A patient down the corridor is calling out pathetically for help, repeatedly ringing the 'call' button (which rings above my bed) and banging the wall. It's a little like bedlam.
When the nurse comes back its about 10 at night. My patience has worn thin. I tell her that I need some information about the plan or I'll be dressing and going home.
She tells me she'll find the doctor. Before she leaves I ask why nobody is assiting the person down the corridor. "That's not my part of the ward…" Nice…
I wait another half hour.
I get up and dress. An admin person arrives to tell me that I have a call but I can't take it because another patient is using the phone. Nice…
I ask her to get a nurse to come take the pipe out of my hand. She tells me she'll get a nurse.
I wait. They can see me waiting, fully clothed now, from the nurses station. I push the call button. Nobody comes.
I guess they don't do room service at North Shore Hospital?
I left. It's nearly 11pm. It has been a very weird experience. There are no taxis, I walked to my car at the medical centre a couple of kilometres away and drive home. On the way I stop at the supermarket for something to eat and some strong Ibuprofin. In my bathroom I pull out the shunt and am surprised by the spray of blood. Impressive. Pressure and elevation and I'm amazed at how quickly my body responds to seal the hole. It reminds me of the health cartoons they showed us at primary school - the white blood cell army…
All in all a surreal experience. I am sure that the staff were doing their best. Though I wonder if they were annoyed when I decided that it was a waste of time and became an individual again (rather than Hospital property).
My observation is that I could have received the same amount of care in the space of one hour had staff completed each task promptly, rather than doing things piece meal.
I was reminded of the American insurance company that sends assesors to the scene of motor accidents with the authority to settle claims on the spot and organise panelbeaters and mechanical services. The service saves/makes the company millions and customer satisfaction is stratospheric, compared to industry benchmarks.
I didn't feel that staff had any autonomy-from nurses who wouldn't cross a line to attend to a distressed patient to a doctor who left twice during a consult when his chain was yanked by a superior. Standards of hygiene were disgusting. I stepped in the remnants of the kids vomit when I went to the toilet. My blood was not cleaned off the floor. Failure to wear gloves when in direct contact with blood. Wrong patient information/identification (which makes me wonder what other clerical errors, leading to clinical errors occur?). All systemic problems.
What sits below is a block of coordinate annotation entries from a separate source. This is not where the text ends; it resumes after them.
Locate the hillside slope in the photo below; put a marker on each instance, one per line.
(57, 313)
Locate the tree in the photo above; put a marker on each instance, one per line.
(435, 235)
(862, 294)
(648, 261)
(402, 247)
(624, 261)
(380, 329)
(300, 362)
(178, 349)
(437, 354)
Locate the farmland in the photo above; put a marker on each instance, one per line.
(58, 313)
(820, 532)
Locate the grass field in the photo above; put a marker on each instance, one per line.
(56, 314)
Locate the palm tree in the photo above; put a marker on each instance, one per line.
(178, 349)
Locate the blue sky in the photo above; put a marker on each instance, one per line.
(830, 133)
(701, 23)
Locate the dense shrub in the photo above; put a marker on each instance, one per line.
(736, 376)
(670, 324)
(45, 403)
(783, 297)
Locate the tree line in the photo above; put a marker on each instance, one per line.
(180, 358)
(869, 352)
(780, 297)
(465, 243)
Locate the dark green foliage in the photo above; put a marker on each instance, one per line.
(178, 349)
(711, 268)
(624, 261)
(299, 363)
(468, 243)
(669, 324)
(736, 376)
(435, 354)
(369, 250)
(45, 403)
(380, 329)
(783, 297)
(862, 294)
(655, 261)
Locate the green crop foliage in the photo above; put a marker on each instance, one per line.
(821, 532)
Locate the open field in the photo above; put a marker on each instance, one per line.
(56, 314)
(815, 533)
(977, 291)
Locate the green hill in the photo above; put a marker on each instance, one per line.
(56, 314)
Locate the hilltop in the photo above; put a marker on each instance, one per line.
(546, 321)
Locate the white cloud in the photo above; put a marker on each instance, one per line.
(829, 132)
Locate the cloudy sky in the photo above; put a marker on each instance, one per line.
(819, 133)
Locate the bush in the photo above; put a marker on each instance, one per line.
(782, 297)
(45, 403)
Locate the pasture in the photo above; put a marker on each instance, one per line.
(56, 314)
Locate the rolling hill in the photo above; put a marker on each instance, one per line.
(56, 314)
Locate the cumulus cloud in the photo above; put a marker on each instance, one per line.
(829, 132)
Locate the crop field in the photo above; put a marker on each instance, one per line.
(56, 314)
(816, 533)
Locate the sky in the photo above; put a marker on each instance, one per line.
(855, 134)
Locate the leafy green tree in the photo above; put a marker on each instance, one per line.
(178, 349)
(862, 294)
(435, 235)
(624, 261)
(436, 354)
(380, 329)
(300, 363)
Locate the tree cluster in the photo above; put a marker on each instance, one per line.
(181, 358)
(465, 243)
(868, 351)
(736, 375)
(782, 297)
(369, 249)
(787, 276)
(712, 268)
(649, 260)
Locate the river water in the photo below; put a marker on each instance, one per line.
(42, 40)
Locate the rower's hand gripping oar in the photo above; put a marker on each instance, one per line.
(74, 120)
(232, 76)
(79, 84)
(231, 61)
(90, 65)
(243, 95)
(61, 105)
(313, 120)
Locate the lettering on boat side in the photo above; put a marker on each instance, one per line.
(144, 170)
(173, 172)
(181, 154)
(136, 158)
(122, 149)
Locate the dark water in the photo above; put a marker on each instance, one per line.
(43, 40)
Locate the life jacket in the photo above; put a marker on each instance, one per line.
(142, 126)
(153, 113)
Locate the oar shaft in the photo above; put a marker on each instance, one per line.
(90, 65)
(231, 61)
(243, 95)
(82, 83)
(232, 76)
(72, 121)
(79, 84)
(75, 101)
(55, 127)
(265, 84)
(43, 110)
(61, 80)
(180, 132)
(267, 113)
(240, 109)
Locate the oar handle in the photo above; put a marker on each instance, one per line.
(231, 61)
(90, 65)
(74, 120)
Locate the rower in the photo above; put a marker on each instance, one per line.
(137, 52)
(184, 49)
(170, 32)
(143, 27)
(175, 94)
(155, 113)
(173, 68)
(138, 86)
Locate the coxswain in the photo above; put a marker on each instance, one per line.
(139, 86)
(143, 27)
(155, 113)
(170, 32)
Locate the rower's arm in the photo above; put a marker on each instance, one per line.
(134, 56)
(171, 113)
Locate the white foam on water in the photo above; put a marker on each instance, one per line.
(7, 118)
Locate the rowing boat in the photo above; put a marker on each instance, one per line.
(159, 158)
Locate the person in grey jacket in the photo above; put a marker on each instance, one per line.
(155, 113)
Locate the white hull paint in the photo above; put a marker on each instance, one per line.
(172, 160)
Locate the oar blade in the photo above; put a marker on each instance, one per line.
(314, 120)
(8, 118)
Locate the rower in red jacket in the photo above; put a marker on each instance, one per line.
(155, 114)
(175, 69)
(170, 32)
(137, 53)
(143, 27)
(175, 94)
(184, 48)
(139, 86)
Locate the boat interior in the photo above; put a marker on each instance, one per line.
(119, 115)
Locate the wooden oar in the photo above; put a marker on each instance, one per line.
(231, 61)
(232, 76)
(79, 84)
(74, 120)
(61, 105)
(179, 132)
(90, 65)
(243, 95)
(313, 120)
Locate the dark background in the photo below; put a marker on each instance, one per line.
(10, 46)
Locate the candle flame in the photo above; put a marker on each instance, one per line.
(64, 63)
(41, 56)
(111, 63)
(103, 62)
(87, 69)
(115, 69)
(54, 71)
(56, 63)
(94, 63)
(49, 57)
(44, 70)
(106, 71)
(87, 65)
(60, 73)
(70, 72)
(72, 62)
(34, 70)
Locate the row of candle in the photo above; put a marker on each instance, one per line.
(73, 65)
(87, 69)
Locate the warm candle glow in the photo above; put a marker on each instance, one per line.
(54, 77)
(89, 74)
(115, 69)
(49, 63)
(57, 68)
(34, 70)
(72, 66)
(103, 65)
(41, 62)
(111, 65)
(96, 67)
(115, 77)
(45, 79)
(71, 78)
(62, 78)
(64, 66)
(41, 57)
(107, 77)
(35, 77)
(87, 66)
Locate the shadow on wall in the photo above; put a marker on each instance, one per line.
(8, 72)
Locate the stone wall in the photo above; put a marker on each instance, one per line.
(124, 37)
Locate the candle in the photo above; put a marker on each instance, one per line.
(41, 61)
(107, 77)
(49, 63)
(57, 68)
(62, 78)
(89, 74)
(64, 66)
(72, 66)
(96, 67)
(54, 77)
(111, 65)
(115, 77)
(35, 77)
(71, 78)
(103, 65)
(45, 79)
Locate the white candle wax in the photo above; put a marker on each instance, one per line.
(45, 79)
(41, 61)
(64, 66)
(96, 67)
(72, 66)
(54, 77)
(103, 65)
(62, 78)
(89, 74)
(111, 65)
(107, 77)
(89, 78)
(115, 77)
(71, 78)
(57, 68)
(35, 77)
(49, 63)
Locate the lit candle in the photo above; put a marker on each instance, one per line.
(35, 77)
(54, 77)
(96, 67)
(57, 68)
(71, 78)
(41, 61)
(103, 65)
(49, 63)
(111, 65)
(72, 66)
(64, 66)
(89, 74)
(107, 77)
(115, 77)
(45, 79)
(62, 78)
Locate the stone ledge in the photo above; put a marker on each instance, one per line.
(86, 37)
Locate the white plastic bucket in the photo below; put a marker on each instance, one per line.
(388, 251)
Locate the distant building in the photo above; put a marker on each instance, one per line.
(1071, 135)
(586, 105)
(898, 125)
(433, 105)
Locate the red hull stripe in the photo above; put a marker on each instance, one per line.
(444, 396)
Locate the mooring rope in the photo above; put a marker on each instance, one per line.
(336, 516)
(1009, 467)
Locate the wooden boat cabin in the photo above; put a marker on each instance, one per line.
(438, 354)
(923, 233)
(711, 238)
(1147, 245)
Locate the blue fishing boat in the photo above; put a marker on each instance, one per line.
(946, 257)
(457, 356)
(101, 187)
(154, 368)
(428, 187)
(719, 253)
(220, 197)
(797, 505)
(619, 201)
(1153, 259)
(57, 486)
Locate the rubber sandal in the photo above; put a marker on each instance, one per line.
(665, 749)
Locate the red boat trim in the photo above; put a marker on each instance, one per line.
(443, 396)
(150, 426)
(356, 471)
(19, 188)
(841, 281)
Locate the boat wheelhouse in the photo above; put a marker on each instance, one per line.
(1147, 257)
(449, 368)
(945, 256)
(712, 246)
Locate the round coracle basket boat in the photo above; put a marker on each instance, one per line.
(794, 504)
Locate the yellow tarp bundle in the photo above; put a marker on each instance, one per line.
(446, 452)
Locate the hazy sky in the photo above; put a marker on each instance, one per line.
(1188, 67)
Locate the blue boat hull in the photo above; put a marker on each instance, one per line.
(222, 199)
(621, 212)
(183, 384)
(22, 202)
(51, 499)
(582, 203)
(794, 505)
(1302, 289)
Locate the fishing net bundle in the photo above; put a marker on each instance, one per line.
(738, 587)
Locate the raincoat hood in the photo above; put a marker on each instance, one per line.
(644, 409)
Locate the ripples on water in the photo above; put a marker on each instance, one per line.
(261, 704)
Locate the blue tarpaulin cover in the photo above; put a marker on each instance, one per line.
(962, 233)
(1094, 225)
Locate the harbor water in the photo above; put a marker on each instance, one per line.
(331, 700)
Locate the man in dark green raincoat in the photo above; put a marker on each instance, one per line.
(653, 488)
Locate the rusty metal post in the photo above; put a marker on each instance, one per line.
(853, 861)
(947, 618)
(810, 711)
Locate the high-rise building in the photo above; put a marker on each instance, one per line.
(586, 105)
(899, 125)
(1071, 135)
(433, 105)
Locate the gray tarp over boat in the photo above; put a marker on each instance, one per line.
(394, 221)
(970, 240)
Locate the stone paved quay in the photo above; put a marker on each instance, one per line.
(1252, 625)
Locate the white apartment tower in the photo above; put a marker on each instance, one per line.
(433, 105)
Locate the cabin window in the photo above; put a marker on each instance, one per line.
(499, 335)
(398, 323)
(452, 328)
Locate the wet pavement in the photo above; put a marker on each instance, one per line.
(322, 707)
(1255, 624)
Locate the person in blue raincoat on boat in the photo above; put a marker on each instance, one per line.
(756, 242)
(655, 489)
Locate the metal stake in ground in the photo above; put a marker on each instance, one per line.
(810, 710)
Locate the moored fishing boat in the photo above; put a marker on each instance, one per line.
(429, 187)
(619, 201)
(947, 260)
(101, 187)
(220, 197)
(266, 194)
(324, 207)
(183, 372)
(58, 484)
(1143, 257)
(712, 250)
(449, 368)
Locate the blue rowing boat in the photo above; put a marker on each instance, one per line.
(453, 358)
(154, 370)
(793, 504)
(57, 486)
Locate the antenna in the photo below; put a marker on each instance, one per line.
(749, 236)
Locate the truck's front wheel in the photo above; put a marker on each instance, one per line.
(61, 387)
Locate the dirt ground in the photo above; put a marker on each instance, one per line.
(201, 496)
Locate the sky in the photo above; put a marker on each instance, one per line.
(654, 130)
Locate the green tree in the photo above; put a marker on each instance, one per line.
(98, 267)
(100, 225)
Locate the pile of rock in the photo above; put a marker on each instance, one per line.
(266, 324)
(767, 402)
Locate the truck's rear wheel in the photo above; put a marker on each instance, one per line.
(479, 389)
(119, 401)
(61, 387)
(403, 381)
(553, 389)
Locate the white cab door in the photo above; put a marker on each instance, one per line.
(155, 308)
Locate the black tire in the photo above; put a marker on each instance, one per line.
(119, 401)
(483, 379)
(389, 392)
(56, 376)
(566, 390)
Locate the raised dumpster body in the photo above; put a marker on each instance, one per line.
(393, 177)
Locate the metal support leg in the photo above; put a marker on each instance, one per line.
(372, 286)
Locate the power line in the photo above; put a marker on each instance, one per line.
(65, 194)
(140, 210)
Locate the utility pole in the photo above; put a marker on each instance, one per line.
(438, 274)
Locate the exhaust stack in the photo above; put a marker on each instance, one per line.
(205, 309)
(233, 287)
I remain untreated. Still have headache. I am self medicating from my Accupril supply and have notified my GP of the circumstances by email (though the medical centre receptionist told me there is no email address I could use to communicate with the doc - hey, it might interfere with the number of visits/profits - though I understand that some people might abuse access and endanger their health, bog down the doc).
Stephanie Dowrick's message came just at the right time: tolerance, good humour, hope, gentleness.
If nothing else it will keep my blood pressure in check.